TVNZ’s election tool, Vote Compass, found from those who watched the debate, Ardern was identified as the winner by 45 per cent, and Collins by 35 per cent.
After the debate, Ardern said she said politics was “not a blood sport”.
“Poor wee thing,” Collins began, saying Ardern wanted to “wallow around in Covid”.
“I’m so sick of being told and talked to like I’m a three-year-old.
“We have a country to save. She wants to make it about Covid. It’s all about economy.”
Collins said she would “look after” small business owners – accusing Labour of turning its back with its promise to raise the minimum wage to $20 next year and to hold a public holiday during Matariki from 2022.
Ardern the new public holiday could be an opportunity to increase people to spend on tourism and retail.
Collins took aim at the Green Party, with co-leader Marama Davidson previously saying, “tax is love”.
“Anyone who says tax is love is as mad as a cut snake,” Collins said. “I can’t be bothered with it.”
Collins called her “old sparring mate” Phil Twyford a “total failure” in housing and transport. She also took a shot at Labour's deputy leader Kelvin Davis – saying he was just there to make the party “look bad”.
“What does he do? Not a lot.”
Taking a break from criticising Labour and the Greens, Collins was asked by multiple attendees about the mental health of farmers and those living in rural areas.
“It makes me emotional,” Collins said as her voice wavered.
“Every farmer and every farmer’s family needs to know it is valuable work. I don’t think farmers are going to listen to people coming along and telling them to feel better.
“I will always stand up for farmers and their families. That is gold, frankly.
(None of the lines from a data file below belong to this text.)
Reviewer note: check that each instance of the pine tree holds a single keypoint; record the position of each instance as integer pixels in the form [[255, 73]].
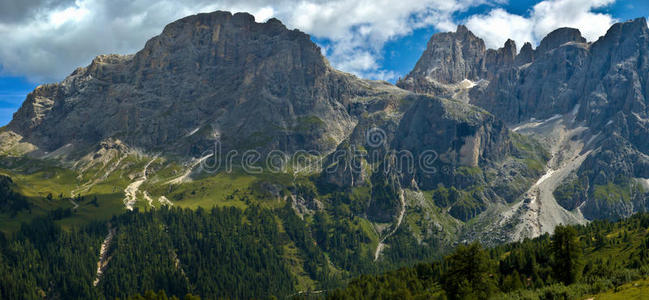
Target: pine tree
[[567, 252]]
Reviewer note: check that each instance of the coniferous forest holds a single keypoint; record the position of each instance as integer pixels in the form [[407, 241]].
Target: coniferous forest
[[229, 252]]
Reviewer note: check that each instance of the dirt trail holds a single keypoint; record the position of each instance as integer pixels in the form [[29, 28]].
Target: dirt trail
[[381, 245], [103, 254]]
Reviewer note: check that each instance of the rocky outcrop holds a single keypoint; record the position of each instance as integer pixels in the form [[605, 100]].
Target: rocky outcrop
[[600, 86], [206, 77], [449, 58]]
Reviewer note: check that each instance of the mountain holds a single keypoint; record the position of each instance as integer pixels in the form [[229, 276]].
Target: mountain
[[327, 175], [224, 79], [585, 101]]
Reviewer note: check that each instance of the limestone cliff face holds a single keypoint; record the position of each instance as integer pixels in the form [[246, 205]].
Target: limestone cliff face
[[448, 59], [602, 86]]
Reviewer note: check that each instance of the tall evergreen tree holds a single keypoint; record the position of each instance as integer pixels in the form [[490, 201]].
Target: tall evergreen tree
[[566, 253]]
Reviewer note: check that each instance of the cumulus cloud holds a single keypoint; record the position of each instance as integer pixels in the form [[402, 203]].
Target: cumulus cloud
[[498, 25], [46, 39]]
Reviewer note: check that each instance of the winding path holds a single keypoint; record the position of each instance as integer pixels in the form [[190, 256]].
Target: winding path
[[381, 244]]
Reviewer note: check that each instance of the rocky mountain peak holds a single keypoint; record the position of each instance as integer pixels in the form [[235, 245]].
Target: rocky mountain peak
[[559, 37], [214, 75]]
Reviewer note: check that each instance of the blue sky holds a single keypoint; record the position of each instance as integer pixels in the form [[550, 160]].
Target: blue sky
[[45, 42]]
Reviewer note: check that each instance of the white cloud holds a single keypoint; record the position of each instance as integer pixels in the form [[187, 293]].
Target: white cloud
[[48, 42], [498, 25]]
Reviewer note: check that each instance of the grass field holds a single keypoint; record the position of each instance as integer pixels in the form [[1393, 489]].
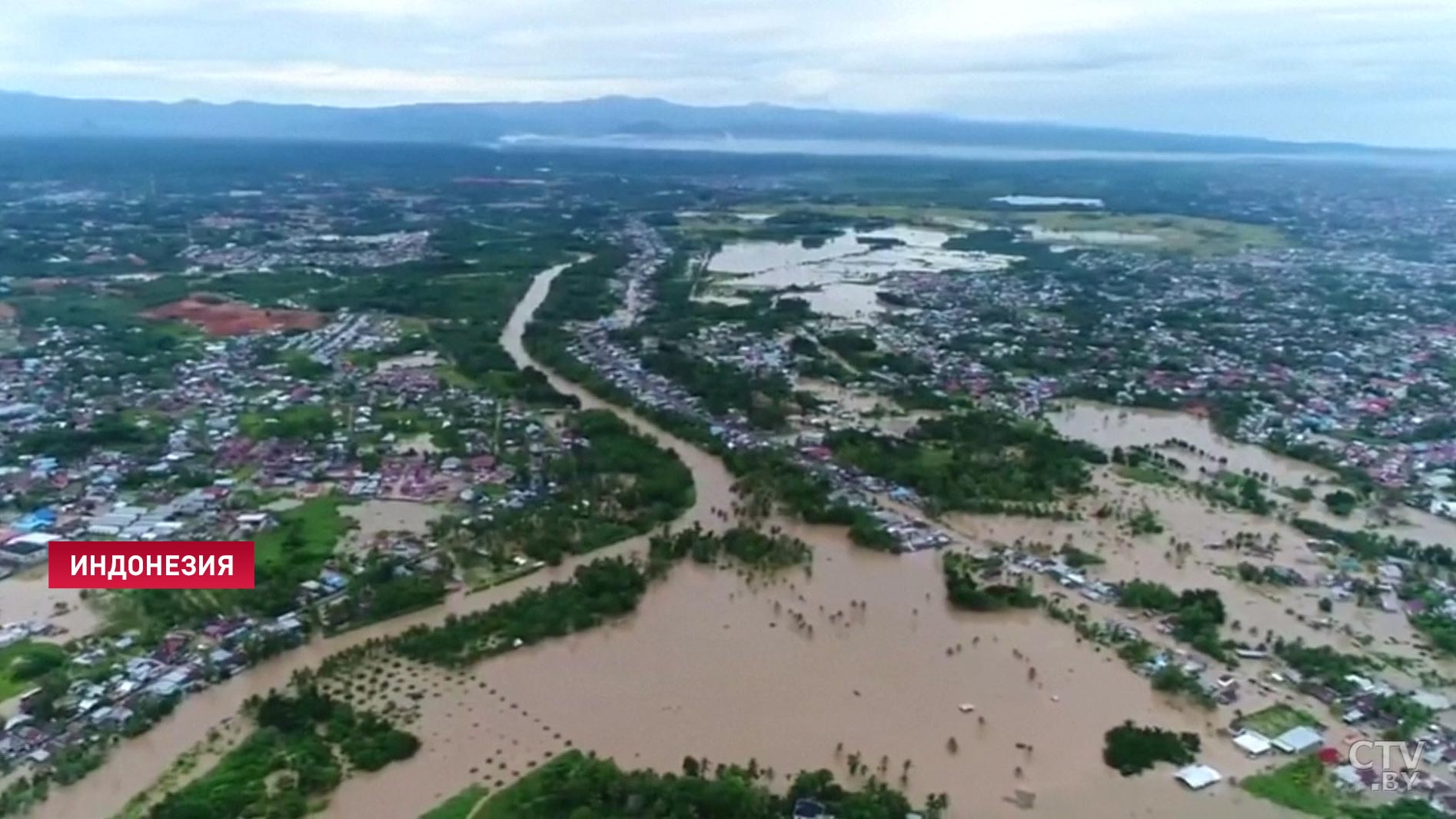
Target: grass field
[[304, 534], [1145, 475], [459, 806], [1304, 786], [1181, 234], [1277, 719], [1177, 234], [21, 664]]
Nobody does a better job than farmers.”
Today, Labour announced a new promise to support farmers and growers grappling with compliance requirements.
Party leader Jacinda Ardern announced an initial investment of $50 million to support integrated farm planning and streamline compliance.
Collins accused Ardern of not caring about the horticultural sector, as it struggled to find workers.
Collins said some people on the “dole…will turn up” to work in horticulture.
“But what about the ones who won’t?” One man in the crowd then asked, “and what about the marijuana?”
“I’m voting no,” Collins said of the cannabis referendum, saying the crowd did not want “two or three tinny houses” on their street.
“Every member of the National Party have agreed to vote against it.”
Currently, the draft bill sets out that only people aged 20 and older could access cannabis.
It would also control the production and supply of cannabis with rules for restricting access, growing and consumption, licensing requirements, taxes, levies and fees.
Licensed premises would be allowed to sell cannabis, but it could only be consumed on site or in a private residence. Consumption in public places would be prohibited, and online or remote sales of cannabis would not be allowed.
National told 1 NEWS that, if elected to Government, it would respect the cannabis referendum outcome and, if passed, introduce the bill and send it to Select Committee.